Complex tools with many parameters or behaviors need more documentation. Simple tools need less. This dimension scales expectations accordingly.

Parameters3/5

Does the description clarify parameter syntax, constraints, interactions, or defaults beyond what the schema provides?

The input schema has 100% description coverage, so parameters are well-documented in the schema itself. The description adds some semantic context by mentioning 'modifiers from spells like Bless' and 'roll modes (advantage/disadvantage)', which aligns with the 'modifier' and 'rollMode' parameters, but does not provide significant additional meaning beyond what the schema already specifies. This meets the baseline for high schema coverage.

Input schemas describe structure but not intent. Descriptions should explain non-obvious parameter relationships and valid value ranges.

Purpose5/5

Does the description clearly state what the tool does and how it differs from similar tools?

The description clearly states the specific action ('Roll a death saving throw') and the target ('for a character at 0 HP'), distinguishing it from sibling tools like 'roll_check' or 'roll_dice' by focusing on the specialized D&D 5e death save mechanics. It explicitly mentions the game rules and context, making the purpose unambiguous and distinct.

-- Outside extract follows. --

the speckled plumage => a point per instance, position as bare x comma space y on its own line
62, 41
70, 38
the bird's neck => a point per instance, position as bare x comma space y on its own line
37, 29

Agents choose between tools based on descriptions. A clear purpose with a specific verb and resource helps agents select the right tool.

Usage Guidelines4/5

Does the description explain when to use this tool, when not to, or what alternatives exist?

The description provides clear context for when to use this tool: for characters at 0 HP in D&D 5e, with mentions of modifiers from spells like Bless and roll modes. However, it does not explicitly state when not to use it or name alternatives (e.g., vs. 'roll_check' for general ability checks), leaving some guidance implicit rather than explicit.

Agents often have multiple tools that could apply. Explicit usage guidance like "use X instead of Y when Z" prevents misuse.